Ванда Василевская - Родина
И только сейчас одна из женщин вспомнила, что полагается делать. Дрожащим голосом она завела:
Когда утром встанут зори,Тебя, суша, тебя, море,Все живое славит песней:Славен будь, отец небесный.
Ей тотчас ответили другие утомленные, дрожащие голоса. Да и устали же они… Сжималось сердце от страха, — что-то они застанут дома? Никому и глядеть не хотелось, что там могло остаться. Они смотрели на луга, смотрели на пыльную дорогу, только бы не смотреть в даль, не смотреть туда, где, быть может, к июньскому небу поднимается черный столб дыма, рыжее пламя.
Теперь они шли медленнее. Дети плакали. Приходилось тащить их на руках. Бабы выбились из сил. Ведь в эти времена с ними не было ни одного стоящего мужика. Так какие-то дохлые, которых на войну не взяли. А уж кого на войну не брали, в том, видно, мало было толку.
Из бараков высыпали бабы.
— Боже милостивый! Ворочаются!
— А мы-то уж горевали, битва ведь куда-то в другое место перешла, а вы, бедняжки, пошли куда глаза глядят.
— Воротили нас.
— Слава богу, слава богу, — радовалась Магда, направляясь с Габрыськой к баракам. Теперь та решилась оставить Ментусиху на попечение Йоськи.
— Милая ты моя, не сегодня, так завтра. Так уж, видно, суждено. Как раз на горке построились. Только чудо, что деревня еще дела. Там дальше — все дочиста сожжено.
— Все дочиста?
— Дочиста! Углей — и то мало осталось.
Кшисяк медленно шел по городской улице. То, что ему дали, он завернул в клетчатый платок. Известно, мужик, купил что-то в городе и теперь несет домой.
И как раз, когда он уже сворачивал к заставе, навстречу вышли двое стражников. Рыжий Филиппчук и другой, чернявый, который появился недавно в этих местах.
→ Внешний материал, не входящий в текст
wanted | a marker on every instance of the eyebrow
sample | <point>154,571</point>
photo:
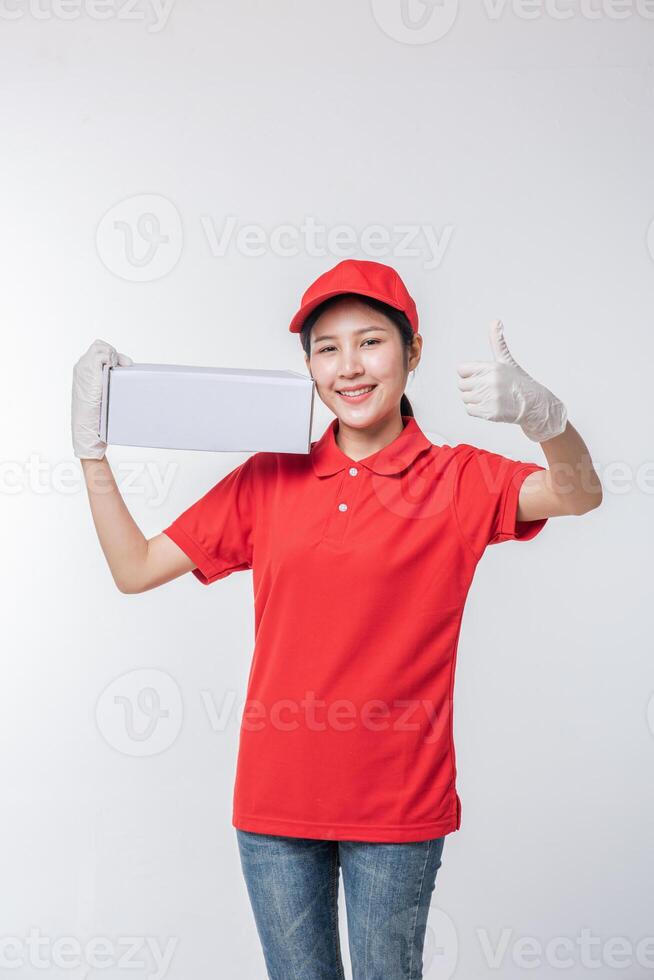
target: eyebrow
<point>317,340</point>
Кшисяк похолодел. Почувствовал, что на этот раз его дело плохо.
Они шли прямо на него.
— Откуда идешь?
— Из города, сами видите, господин стражник.
— А в город зачем ходил?
— По своим делам. Мало ли зачем человеку приходится бывать в городе.
— А в платке что?
— Да вот, хлеб домой несу. Бабе и ребенку. У нас теперь страсть какой голод.
Он пытливо всматривался в лица стражников. Они о чем-то переговаривались по-своему. Что-то им, видимо, не понравилось.
Кшисяк лихорадочно соображал.
С одной стороны дома. С другой высокий забор. За забором какие-то садочки, дворы, сараи. Лучше всего — туда.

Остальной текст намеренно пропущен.